Encouraged by the spectators, his executioners lifted him back on to the gate, and the armourer with his hammer climbed back up the ladder to drive in more nails. In order to pin Rasfer more securely and to prevent him struggling, Tanus ordered his hands as well as his feet to be nailed to the gate.
This time it was more successful. Rasfer hung head down, his limbs spread like some monstrous star-fish. He was no longer bellowing, for the mass of intestines in his belly were sagging down and pressing on his lungs. He struggled for every breath he drew, and had none over for shouting.
One at a time, the other condemned men were lifted on to the gate and nailed there, and the crowd hooted and applauded. Only Basti the Cruel made no sound and gave them poor sport.

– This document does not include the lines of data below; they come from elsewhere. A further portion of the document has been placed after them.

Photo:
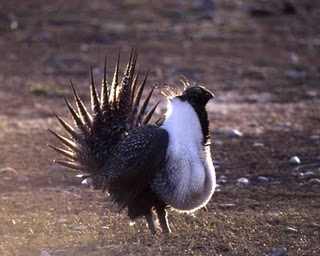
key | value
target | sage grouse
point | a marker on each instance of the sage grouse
(144, 167)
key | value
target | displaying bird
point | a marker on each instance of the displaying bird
(146, 168)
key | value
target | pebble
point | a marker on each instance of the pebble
(80, 228)
(217, 143)
(8, 170)
(314, 137)
(278, 252)
(294, 160)
(308, 174)
(234, 133)
(257, 145)
(243, 181)
(44, 253)
(291, 230)
(314, 181)
(262, 179)
(222, 179)
(227, 206)
(22, 179)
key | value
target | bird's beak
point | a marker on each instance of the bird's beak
(209, 95)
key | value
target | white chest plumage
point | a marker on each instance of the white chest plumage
(188, 180)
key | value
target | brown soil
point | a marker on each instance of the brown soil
(264, 70)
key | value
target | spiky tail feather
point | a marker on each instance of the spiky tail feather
(114, 113)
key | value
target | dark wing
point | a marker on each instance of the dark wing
(135, 162)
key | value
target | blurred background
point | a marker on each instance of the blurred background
(261, 59)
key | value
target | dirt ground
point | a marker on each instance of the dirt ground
(259, 58)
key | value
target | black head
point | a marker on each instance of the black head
(197, 96)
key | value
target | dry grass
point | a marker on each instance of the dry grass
(264, 73)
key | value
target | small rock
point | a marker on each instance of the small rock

As the day wore on, the sun beat down upon the crucified victims, and the heat grew steadily stronger. By noon the prisoners were so weak with pain and thirst and loss of blood that they hung as quietly as the carcasses on butchers' hooks. The spectators began to lose interest and drifted away. Some of the barons lasted longer than the others. Basti went on breathing all that day. Only as the sun was setting did he take one deep shuddering breath and finally hang inert. Rasfer was the toughest of them all. Long after Basti was gone, he hung on. His face was filled with dark blood so it swelled to twice its normal size. His tongue protruded from between his lips, like a thick slice of purple liver. Once in a while he would utter a deep groan and his eyes would flutter open. Every time this happened, I shared his agony. The last of my hatred for him had long ago shrivelled and died, and I was racked with pity, as I would have been for any other tortured animal.